Weizmann (Israël) : les particules de l’atmosphère affectent en temps réel la formation des nuages

Pr Ilan Koren and Dr Orit Altaratz Pr Ilan Koren and Dr Orit Altaratz

Comment les nuages affectent-ils le climat ? Qu’est-ce qui détermine la structure des nuages bas qui refroidissent l’atmosphère, ou celle des nuages hauts qui capturent la chaleur provenant du bas ? Comment l’activité humaine change-t-elle les processus de la formation des nuages ? La recherche du Pr Ilan Koren montre que l’activité humaine pourrait pousser les nuages à élargir leur surface et à s’épaissir. Avec son équipe, il a analysé un type spécifique de formation de nuages. Les résultats, montrent qu’à l’époque préindustrielle, il y avait moins de couverture nuageuse qu’il y en a actuellement au-dessus des zones d’océans limpides.

Pour se former, les nuages ont besoin de minuscules particules, les aérosols, qui se trouvent en suspension dans l’atmosphère. Ces aérosols, qui peuvent être naturels comme le sel de mer et la poussière, ou artificiels comme la suie, forment des noyaux autour desquels les gouttelettes provenant des nuages se condensent. Dans des environnements relativement propres, les nuages ne peuvent pas dépasser la taille que leur permet la quantité d’aérosols dans l’atmosphère. En effet, ceux-ci sont le facteur qui limite la formation des nuages.

La question est : la quantité actuelle des aérosols dans l’atmosphère dépasse-t-elle déjà cette limite, et dans ce cas le fait d’ajouter encore quelques particules ne devrait pas avoir une influence importante sur la formation des nuages ? Ou les aérosols sont-ils restés le facteur limitant même avec l’augmentation de la pollution, et dans ce cas les aérosols qui s’ajoutent continueraient à avoir de l’influence sur les nuages ?

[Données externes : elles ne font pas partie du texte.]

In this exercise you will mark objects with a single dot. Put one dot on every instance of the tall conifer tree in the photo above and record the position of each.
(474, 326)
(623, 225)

Un modèle développé par le Pr Koren et son groupe a montré qu’une augmentation du nombre d’aérosols, même dans un environnement relativement pollué, serait à l’origine de nuages plus épais et étendus, provoquant des pluies plus agressives. Mais faire la preuve de ce modèle a été une autre histoire, car il est très difficile de faire des expériences sur des nuages, ou même de trouver des moyens d’isoler en temps réel les différents facteurs qui font partie de leur formation.

Le Pr Koren, le doctorant Guy Dagan, et la Dr Orit Altaratz, du département des Sciences de la terre et des planètes, ont trouvé un endroit inattendu pour vérifier leur modèle : près des Latitudes des chevaux, régions subtropicales situées loin dans les océans, qui ont été frappées d’anathème par les marins, il y a très longtemps, parce que, en l’absence de vent, les bateaux à voiles étaient parfois bloqués pendant de longues semaines.

Les chercheurs ont trouvé là un laboratoire naturel qui leur a permis d’expérimenter la physique de base de leur modèle : une région atmosphérique où règnent des conditions météorologiques bien définies. Il peut y avoir des périodes où l’atmosphère est vide d’aérosols, et d’autres où elle en contient une petite quantité. Si le modèle est exact, le passage d’une situation à l’autre doit être spectaculaire. Les chercheurs ont voulu vérifier leur théorie sur les nuages qui se forment dans cette région : des nuages convectifs chauds qui sont alimentés par l’humidité de l’océan.

Ayant ainsi neutralisé l’influence d’autres facteurs potentiels (vent, grands écarts de température, formations terrestres) le groupe a pu se concentrer sur les aérosols, en utilisant les images quotidiennes des satellites pour comparer la couverture nuageuse et les mesures de la charge d’aérosols aux prédictions du modèle. Les nombreux types différents d’analyses qu’ils ont utilisés ont ainsi démontré que leur modèle était très proche des observations des satellites.

Ils ont ensuite utilisé une autre source de données : les instruments satellites CERES (Clouds’ and the Earth’s Radiant Energy System) qui mesurent les flux des radiations réfléchies et émises de la Terre vers l’espace, pour que les chercheurs réussissent à comprendre comment le climat varie au cours du temps. Lorsque l’analyse a été effectuée avec la même charge d’aérosols, sur la même surface et en même temps, le résultat, selon le Pr Koren, a été une « démonstration classique » de l’effet de renforcement des aérosols supplémentaires sur les nuages.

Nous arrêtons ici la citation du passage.